Published 12:00 am Wednesday, December 2, 2009

By Jessie Burchette
Salisbury Post
As work starts to add courtrooms and more jail space at the Rowan County Justice Center, the county is looking for a site for a new 96-bed jail facility.
Construction crews from Greensboro-based H.M. Kern Corp. have taken over a gravel parking lot at the corner of Church and Liberty streets. The lot will serve as a staging area for equipment and materials for the $4 million project.
Workmen have erected scaffolding on both the Liberty and Church sides of the Justice Center.

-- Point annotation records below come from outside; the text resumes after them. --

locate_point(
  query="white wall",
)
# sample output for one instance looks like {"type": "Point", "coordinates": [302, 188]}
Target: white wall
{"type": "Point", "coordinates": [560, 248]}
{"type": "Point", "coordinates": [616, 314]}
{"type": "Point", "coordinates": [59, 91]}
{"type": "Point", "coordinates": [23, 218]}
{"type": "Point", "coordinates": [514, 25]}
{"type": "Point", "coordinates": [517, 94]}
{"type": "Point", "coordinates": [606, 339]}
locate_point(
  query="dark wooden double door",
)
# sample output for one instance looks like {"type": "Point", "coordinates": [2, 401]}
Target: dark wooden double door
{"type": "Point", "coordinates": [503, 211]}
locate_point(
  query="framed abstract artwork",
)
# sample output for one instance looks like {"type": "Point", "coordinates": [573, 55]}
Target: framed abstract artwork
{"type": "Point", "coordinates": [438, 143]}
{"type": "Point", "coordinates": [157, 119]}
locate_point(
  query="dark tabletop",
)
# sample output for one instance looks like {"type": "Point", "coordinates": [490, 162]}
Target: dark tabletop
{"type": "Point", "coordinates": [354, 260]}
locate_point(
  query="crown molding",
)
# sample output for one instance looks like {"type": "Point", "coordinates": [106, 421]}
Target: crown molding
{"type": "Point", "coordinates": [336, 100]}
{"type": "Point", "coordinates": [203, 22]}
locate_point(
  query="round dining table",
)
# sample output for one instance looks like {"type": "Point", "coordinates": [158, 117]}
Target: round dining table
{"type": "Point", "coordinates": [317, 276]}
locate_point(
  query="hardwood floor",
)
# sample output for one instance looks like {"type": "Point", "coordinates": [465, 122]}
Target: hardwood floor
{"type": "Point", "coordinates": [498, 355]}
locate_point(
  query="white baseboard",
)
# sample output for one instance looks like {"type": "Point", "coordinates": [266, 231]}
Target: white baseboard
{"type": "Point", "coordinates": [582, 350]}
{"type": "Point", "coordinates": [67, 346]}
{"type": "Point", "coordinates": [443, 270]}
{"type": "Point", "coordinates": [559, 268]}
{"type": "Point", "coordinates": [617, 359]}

Panels on the third floor will be removed to allow materials to be lifted by crane to work areas.
Ken Deal, county director of administration, said the project will cause greater congestion around the Justice Center as streets will have to be blocked periodically to lift the materials to the third floor.
The county is also working to secure additional parking for displaced law enforcement and others who use the corner lot.
The first part of the project will be installation of a “Muffin Monster,” a large shredder used in sewer lines to prevent clogs.
Deals said one of the problems associated with the overcrowded jail is that the inmates throw everything they can find into the commodes to clog the lines.
The $250,000 shredder device will go into an underground vault adjacent to the Justice Center.
The other phases of the project include building two courtrooms and related facilities on the third floor of the section above the Sheriff’s Office, the building known as the Rufty Building.
And a 48-bed section will be added in an unfinished area of the jail.
Deal and other county officials, including county commissioners, are looking for possible sites for a minimum-security, dormitory-style jail.
Under pressure from the state to relieve jail overcrowding, commissioners are considering quick action.
The focus is on a relatively low-cost jail of primarily metal construction that is expected to cost around $4 million. It includes a fenced outdoor exercise area.
Ware Bonsall Architects, the firm doing the Justice Center projects, designed the 96-bed facility originally for Cabarrus County. The plans went through the approval process and are ready for construction.
Cabarrus opted to go with a larger jail downtown.
Deal said the county has land that would serve for the new jail, but officials are looking at all options, including finding sites that could serve as the location for a much larger jail-emergency services complex in the future.
While officials have indicated they would prefer to build such a complex outside the city of Salisbury, county officials are looking at sites both inside and outside the city.
Deal said the new building could continue to be used, possibly as a processing center for inmates on the same site where a new jail would be built in the future.
Commissioners are likely to consider the jail project during the upcoming budget discussions.